Les mouvements pour le climat et pour l’émancipation des femmes entraînent une ‘vague verte’ et une percée de la gauche aux élections fédérales

Suisse. Les mouvements pour le climat et pour l’émancipation des femmes entraînent une ‘vague verte’ et une percée de la gauche
Le week-end dernier, les élections de l’Assemblée fédérale Suisse ont connu une percée pour les Verts, qui ont vu 13% des voix leur revenir, leur faisant gagner 17 sièges supplémentaires. Cela signifie qu’ils ont désormais 28 sièges au conseil national et sont devenus, pour la toute première fois, le 4ème parti au parlement.

La percée des Verts fut notable à travers plusieurs avancées: leur représentation a triplé à Genève, où ils sont maintenant le plus grand parti ; leurs voix ont triplé au Tessin ; un siège a été gagné au Valais pour la toute première fois ; et plusieurs sièges ont été gagnés dans le conseil des Etats, pour la première fois dans plusieurs cantons.

Le parti Vert’Liberal, une ancienne scission des Verts, a aussi connu une progression, passant de 9 à 16 sièges avec 8% des voix.
Le rôle des mouvements

Les résultats des élections ont l’empreinte des récents mouvements de masse pour les droits des femmes et pour le climat qui ont éclaté en Suisse tout au cour de l’année.

En Septembre, 100.000 personnes sont descendues dans les rues pour le climat. De la même façon, de larges manifestations menées par des collégiens, lycéens et jeunes ont pris formes au printemps dernier, et des milliers sont devenus actifs dans des actions et manifestations locales.

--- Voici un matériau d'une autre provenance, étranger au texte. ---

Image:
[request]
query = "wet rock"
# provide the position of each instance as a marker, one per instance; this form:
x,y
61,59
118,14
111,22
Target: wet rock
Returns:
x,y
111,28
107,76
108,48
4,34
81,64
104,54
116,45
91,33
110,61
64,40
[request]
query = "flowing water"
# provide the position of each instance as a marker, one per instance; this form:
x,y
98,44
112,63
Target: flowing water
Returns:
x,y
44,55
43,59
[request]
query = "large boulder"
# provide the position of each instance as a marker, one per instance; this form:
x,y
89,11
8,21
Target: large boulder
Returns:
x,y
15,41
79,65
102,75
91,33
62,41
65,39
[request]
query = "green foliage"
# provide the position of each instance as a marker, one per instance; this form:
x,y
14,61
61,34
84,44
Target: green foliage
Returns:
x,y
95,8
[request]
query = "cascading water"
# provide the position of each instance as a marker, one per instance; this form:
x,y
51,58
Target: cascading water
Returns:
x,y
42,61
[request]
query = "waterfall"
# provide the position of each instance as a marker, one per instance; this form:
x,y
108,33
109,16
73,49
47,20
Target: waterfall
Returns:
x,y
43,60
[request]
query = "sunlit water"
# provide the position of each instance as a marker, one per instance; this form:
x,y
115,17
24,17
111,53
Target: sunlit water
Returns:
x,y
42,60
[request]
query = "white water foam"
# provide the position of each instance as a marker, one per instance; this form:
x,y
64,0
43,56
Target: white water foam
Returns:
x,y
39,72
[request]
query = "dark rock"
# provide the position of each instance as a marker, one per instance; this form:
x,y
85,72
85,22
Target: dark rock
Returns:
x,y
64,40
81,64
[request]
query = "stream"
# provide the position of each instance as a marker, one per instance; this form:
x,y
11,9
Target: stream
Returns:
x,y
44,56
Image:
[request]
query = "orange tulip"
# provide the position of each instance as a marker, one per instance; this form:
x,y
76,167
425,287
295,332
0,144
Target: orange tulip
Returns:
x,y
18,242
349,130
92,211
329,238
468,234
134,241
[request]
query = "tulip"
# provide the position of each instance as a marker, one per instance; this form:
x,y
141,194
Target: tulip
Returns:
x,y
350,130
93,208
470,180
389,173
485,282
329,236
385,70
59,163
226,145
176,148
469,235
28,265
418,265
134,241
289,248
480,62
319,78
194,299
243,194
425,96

En juin dernier, 500.000 ont pris part à une grèves des femmes historique qui fut la plus grande manifestation dans l’histoire récente du pays. (voir précédent rapport: 500.000 personnes dans la rue en Suisse pour une « Grève des femmes).

Le mouvement pour le climat ainsi que la grève des femmes furent inspirés par de nombreux événements internationaux et ont démontré la forte volonté des travailleurs et des jeunes de devenir actifs dans une lutte pour une société différente ; beaucoup devenant actifs en manifestations et en politique pour la première fois.

Les mouvements ont aussi popularisé l’idée d’action de grève comme méthode ayant le pouvoir d’apporter un réel changement et de pousser des revendications pour la majorité de la classe ouvrière.

Malgré l’existence d’un certain support envers les idées anticapitalistes et socialistes, l’existence d’une large ouverture politique envers ces idées au sein même du mouvement, et les efforts immenses investis par les militants, aucune direction politique correcte et claire n’a encore vu le jour.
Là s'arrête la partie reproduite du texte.